Owsley Stanley’s archive of more than 1,300 concert soundboard recordings from the 1960s, 1970s, and 1980s includes recordings by Miles Davis, Johnny Cash, The Grateful Dead, Jefferson Airplane, Fleetwood Mac, Janis Joplin, and more than 80 other artists across nearly every music genre. The Owsley Stanley Foundation is transferring selected recordings to CD and releasing them as 'Bear's Sonic Journals'. I had to buy my copy of the Ali Akbar Khan recording from the States as it is not readily available on the UK - I am sure Benjamin Britten would have approved of that little extra effort. Predictably the sound is demonstration quality and on a high-end audio system has a realistic yet visceral quality that definitely colors the mind. Joseph Campbell's definitive book is titled The Hero with a Thousand Faces.  This mythical release from the Owsley Stanley Foundation may not quite have a thousand faces. But its truly multi-faceted nature is why I will never stop buying CDs.

Comments

I could write an awful lot about how journalists and the academics who build on journalism get very simple things wrong about a former church/cult in the Seattle area but I'm going to refrain from rehashing millions of words that already exist at my blog. :)

Campbell's point is a needed one.

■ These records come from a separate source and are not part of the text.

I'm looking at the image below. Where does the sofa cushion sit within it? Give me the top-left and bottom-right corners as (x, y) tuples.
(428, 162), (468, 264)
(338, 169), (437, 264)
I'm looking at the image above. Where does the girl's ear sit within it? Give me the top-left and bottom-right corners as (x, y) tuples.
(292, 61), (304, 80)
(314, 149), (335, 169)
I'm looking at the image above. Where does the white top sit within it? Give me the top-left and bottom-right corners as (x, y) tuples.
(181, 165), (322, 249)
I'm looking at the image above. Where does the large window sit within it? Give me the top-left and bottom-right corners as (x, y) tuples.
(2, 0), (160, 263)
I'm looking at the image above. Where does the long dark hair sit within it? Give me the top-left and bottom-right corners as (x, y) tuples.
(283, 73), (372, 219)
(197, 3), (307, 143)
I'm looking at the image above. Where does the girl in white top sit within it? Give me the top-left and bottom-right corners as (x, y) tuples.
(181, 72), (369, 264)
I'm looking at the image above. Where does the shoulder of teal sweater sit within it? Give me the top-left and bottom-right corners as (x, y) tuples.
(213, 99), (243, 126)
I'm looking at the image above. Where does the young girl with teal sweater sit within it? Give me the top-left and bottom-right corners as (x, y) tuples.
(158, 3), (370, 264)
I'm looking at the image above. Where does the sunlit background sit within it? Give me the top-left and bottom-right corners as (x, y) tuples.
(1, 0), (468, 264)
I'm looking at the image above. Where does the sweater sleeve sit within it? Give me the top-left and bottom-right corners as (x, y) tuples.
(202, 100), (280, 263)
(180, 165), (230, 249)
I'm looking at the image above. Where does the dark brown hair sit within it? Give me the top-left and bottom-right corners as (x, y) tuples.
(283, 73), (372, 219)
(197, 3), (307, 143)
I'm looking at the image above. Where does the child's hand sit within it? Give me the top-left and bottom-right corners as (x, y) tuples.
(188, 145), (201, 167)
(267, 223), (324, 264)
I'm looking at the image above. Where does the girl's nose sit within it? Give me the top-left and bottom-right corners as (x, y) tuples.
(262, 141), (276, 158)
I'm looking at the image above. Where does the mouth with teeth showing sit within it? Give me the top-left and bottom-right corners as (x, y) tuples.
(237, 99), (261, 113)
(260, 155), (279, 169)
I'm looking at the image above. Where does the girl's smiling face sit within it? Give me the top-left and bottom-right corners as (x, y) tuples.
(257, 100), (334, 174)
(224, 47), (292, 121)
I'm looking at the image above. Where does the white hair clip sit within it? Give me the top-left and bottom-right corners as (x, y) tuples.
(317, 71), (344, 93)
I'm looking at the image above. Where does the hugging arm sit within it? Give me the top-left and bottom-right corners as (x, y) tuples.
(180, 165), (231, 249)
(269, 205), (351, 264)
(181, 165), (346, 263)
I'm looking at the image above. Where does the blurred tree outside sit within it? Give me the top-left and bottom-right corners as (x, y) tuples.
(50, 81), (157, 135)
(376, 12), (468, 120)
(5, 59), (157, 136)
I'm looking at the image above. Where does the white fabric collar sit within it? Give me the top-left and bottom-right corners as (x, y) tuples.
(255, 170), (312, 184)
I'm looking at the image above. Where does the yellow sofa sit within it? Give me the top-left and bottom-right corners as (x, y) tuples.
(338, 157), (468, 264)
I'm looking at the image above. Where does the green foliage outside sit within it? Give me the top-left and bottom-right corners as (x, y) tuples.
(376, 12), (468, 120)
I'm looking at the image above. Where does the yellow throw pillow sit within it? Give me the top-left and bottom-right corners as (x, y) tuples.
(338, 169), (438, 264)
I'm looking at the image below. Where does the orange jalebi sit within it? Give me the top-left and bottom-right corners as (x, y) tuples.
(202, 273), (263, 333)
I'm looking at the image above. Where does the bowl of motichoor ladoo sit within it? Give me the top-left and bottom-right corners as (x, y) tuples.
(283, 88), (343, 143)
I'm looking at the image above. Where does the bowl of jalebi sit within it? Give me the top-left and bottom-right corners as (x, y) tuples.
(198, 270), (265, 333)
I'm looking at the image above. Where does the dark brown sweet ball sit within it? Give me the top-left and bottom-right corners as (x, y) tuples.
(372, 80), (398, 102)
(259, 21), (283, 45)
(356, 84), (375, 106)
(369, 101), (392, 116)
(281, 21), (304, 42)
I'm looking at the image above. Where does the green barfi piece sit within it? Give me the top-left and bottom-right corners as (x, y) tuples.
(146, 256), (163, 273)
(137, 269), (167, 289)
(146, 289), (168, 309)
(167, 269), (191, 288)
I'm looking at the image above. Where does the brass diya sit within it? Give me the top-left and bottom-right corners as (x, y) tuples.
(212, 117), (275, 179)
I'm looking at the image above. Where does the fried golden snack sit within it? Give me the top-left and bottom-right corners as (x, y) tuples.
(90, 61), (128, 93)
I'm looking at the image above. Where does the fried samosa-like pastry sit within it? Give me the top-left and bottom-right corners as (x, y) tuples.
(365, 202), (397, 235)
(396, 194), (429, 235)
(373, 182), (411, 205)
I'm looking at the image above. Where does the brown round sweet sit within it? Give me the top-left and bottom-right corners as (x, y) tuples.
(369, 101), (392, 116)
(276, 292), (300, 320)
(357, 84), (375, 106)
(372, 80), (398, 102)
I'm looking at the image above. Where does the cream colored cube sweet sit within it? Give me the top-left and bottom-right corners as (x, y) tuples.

That said, we do need journalists trained in research methods and considerate of journalistic ethics but the flip side of history reciting journalism is journalism is "the first draft of history" and it may be the bane of our age that unlike earlier epochs of journalism the swift, humble and honest retraction has become far too rare. I know from experience you can earn a pretty big amount of trust if you just admit you're wrong about things as soon as possible and make a good faith effort to gets the facts right afterward. That's how journalistic careers are "supposed" to be formed, not in writing scabrous clickbait headlines with "content" to match. My journalism prof used to say "You're going to have biases but you should be honest, and work as hard as you can, to make sure your biases don't keep you from seeing what the facts are."